Im März kommenden Jahres wird in Baden-Württemberg ein neuer Landtag gewählt. Nun hat am 22. Oktober auch das hiesige Bündnis Sahra Wagenknecht (BSW) Hochrhein-Bodensee seine Direktkandidaten im Landkreis Konstanz gekürt. Zumindest eine Personalie lässt aufhorchen.
Aus bislang unerfindlichen Gründen wurde die Presse von der Kandidatenkür – Kandidaten sind tatsächlich nur Männer – kategorisch ausgeschlossen. Warum eigentlich tagte die Partei hinter verschlossenen Türen? Hatte man Angst vor kritischen Fragen? Eine nachvollziehbare Erklärung für diese fragwürdige Entscheidung hat Peter Teichmann, seit August Vorsitzender des BSW Hochrhein-Bodensee, nicht parat. Immerhin ist zu erfahren, dass insgesamt 11 stimmberechtigte Mitglieder anwesend waren.
Die Kandidaten
Für den Wahlkreis Singen wird Ren`é Frey (44) antreten, der seine Brötchen als Zugbegleiter verdient. Ersatzkandidat ist Serdar Sak (36), der laut Pressemitteilung in der Medizintechnik tätig ist. Im Wahlkreis Konstanz will sich der Heilpraktiker, Kaufmann, Ernährungsberater und „Coach für psychologische Schattenarbeit“ Daniel Niedzwetzki (45) um ein Landtagsmandat bemühen, heißt es in der Pressemitteilung, aber ein Ersatzkandidat neben Niedzwetzki habe sich nicht finden lassen.
Eine schillernde Mischung
Ren`é Frey ist kommunalpolitisch schon länger unterwegs. Für die SPD kandidierte er 2019 erfolglos für einen Sitz im Kreistag. Vergangenes Jahr dann tauchte er bei den Kommunalwahlen auf der Liste des Jungen Forums Konstanz (JFK) auf, aber für einen Sitz im Konstanzer Gemeinderat reichte es bei Weitem nicht. Nun hat er sich für einen dritten Anlauf für ein politisches Mandat dem BSW angeschlossen und angeblich habe er, so heißt es in der Pressemitteilung, gute Chancen auf einen „aussichtsreichen Platz“ auf der BSW-Landesliste. Frey kritisiert die „marode Infrastruktur und personelle Unterbesetzung“ bei der Bahn, bezeichnet Stuttgart 21 als „dysfunktionales Milliardengrab“ und plädiert für „funktionierende Mobilität“. Forderungen, die weitestgehend auch von anderen Parteien erhoben werden.
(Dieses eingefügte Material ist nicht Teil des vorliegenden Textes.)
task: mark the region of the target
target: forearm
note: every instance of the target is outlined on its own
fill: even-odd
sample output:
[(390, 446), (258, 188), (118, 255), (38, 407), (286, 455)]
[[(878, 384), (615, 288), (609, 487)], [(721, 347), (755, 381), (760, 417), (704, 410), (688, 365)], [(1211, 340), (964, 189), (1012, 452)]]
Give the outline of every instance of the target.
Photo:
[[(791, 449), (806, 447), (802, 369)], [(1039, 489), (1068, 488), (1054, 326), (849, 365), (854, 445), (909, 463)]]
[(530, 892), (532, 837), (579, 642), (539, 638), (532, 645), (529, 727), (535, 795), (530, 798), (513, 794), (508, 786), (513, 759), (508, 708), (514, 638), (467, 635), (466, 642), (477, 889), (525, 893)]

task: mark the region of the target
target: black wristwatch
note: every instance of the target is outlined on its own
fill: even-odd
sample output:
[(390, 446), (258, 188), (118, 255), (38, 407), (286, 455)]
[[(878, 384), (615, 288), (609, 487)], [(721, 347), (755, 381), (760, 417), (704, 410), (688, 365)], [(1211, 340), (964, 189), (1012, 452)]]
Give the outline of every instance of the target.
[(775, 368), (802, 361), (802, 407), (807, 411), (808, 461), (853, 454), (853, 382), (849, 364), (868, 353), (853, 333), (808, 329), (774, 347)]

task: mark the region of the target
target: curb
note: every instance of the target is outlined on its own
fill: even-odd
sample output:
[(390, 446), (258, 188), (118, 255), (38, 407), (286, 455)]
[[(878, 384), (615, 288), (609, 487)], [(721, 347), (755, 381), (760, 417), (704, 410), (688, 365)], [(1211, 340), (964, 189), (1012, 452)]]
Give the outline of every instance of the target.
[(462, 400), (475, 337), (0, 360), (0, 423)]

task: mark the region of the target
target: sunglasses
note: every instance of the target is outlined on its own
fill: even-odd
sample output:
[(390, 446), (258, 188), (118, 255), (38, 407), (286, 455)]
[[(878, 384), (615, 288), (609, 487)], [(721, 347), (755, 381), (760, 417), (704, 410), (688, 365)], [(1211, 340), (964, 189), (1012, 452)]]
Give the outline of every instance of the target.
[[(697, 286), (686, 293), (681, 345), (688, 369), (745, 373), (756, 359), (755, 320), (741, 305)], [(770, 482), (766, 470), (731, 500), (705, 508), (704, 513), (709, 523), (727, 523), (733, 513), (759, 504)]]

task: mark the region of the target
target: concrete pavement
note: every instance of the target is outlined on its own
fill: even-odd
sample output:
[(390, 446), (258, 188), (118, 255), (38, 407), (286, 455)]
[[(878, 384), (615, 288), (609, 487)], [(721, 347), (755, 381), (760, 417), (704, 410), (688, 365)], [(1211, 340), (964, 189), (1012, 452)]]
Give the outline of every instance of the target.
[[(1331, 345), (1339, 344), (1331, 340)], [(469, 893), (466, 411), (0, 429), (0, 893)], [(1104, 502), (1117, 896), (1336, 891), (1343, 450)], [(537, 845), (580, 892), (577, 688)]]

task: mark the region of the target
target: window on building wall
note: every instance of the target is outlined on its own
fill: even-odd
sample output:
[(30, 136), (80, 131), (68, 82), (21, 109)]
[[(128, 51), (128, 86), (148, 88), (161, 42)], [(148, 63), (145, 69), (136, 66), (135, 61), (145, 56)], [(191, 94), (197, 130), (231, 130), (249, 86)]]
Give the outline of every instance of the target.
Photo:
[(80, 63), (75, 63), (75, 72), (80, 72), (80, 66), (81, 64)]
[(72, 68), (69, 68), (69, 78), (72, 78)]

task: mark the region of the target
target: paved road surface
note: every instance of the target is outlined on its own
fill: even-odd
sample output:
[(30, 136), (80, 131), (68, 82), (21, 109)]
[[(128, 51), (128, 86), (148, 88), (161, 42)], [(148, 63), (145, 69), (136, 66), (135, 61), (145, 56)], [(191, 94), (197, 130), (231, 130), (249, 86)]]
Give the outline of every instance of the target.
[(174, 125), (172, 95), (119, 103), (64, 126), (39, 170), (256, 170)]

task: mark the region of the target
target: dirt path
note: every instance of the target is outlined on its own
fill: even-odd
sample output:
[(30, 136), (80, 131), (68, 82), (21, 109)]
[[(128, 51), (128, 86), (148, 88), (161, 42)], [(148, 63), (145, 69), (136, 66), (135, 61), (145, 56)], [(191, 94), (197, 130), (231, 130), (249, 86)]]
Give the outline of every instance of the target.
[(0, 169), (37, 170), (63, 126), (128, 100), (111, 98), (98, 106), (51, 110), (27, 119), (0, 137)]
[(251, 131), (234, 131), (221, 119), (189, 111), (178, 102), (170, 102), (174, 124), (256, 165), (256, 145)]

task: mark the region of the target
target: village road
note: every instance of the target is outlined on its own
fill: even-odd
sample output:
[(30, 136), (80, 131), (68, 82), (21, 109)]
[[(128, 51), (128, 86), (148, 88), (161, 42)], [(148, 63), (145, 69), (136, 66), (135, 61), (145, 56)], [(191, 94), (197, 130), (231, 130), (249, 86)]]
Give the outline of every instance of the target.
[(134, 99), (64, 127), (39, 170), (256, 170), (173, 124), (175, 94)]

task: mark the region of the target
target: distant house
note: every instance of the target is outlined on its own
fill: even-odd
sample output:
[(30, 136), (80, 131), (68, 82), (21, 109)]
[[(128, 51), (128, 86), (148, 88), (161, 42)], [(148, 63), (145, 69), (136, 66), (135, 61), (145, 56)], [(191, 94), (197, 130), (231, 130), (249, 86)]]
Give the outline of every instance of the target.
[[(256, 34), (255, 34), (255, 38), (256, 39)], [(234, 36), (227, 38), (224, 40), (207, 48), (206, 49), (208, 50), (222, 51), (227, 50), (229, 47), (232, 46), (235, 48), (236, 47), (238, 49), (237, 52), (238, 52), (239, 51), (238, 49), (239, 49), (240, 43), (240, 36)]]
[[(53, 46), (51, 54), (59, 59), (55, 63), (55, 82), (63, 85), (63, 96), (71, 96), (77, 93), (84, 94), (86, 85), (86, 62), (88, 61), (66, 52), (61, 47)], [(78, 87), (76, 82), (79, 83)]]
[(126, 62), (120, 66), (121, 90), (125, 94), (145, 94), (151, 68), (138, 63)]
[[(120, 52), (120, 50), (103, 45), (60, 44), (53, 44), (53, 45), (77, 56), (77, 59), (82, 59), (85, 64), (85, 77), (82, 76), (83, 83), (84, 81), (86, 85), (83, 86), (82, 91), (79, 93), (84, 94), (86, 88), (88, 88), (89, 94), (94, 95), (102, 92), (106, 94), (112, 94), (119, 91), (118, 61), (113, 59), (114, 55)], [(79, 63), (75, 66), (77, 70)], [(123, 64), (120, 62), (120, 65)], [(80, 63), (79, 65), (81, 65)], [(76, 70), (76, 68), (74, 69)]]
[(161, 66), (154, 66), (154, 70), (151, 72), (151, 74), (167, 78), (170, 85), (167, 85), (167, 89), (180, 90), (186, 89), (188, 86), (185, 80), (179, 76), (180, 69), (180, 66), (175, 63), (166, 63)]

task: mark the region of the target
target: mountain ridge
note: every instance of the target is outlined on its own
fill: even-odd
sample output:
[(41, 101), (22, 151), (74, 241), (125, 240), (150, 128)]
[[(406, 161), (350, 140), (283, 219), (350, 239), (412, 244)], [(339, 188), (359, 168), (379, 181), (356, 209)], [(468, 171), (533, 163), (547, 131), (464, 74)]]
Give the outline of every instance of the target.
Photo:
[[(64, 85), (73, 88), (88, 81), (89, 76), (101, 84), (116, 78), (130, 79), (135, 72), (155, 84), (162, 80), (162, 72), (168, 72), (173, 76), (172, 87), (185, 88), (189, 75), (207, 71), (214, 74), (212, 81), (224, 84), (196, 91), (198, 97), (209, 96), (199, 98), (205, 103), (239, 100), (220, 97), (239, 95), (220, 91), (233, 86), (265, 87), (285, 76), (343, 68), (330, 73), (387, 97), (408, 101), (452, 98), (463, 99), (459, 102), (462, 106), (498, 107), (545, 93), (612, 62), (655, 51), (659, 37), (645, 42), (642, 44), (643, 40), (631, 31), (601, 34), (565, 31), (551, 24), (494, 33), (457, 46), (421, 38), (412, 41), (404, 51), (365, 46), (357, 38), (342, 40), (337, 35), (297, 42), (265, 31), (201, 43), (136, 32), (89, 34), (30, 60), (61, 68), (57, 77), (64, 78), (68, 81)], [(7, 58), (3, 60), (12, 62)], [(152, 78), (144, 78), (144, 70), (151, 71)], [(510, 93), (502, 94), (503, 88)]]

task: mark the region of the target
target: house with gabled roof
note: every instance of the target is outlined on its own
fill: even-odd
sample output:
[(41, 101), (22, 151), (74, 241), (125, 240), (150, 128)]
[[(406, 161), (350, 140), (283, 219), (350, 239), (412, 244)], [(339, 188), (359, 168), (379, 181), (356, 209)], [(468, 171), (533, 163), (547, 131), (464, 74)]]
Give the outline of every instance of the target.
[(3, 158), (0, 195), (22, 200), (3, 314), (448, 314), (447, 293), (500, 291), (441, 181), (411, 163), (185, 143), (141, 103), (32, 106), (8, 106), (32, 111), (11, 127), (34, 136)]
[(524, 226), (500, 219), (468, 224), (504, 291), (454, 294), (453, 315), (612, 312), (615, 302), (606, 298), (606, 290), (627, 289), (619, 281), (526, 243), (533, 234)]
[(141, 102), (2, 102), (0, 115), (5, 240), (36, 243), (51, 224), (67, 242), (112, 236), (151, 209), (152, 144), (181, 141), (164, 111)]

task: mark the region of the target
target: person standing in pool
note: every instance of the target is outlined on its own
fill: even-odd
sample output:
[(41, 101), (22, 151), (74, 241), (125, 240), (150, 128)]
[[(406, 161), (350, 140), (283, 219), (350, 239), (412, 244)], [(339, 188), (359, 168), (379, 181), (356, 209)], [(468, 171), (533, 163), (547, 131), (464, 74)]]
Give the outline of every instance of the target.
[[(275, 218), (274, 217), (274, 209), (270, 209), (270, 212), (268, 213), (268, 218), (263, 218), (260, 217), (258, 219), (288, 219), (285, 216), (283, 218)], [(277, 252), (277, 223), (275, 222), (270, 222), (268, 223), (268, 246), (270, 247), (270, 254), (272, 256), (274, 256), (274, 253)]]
Deutlich spannender wird es da schon, wenn man den BSW-Kandidaten Niedzwetzki genauer unter die Lupe nimmt. Der ehemalige Zeitsoldat stehe für „wirtschaftliche Vernunft, verlässliche Energiepreise (…) Bürokratieabbau, Investitionen in kommunalen Wohnungsbau (…) soziale Gerechtigkeit und faire Chancen“, ist in der BSW-Verlautbarung zu lesen.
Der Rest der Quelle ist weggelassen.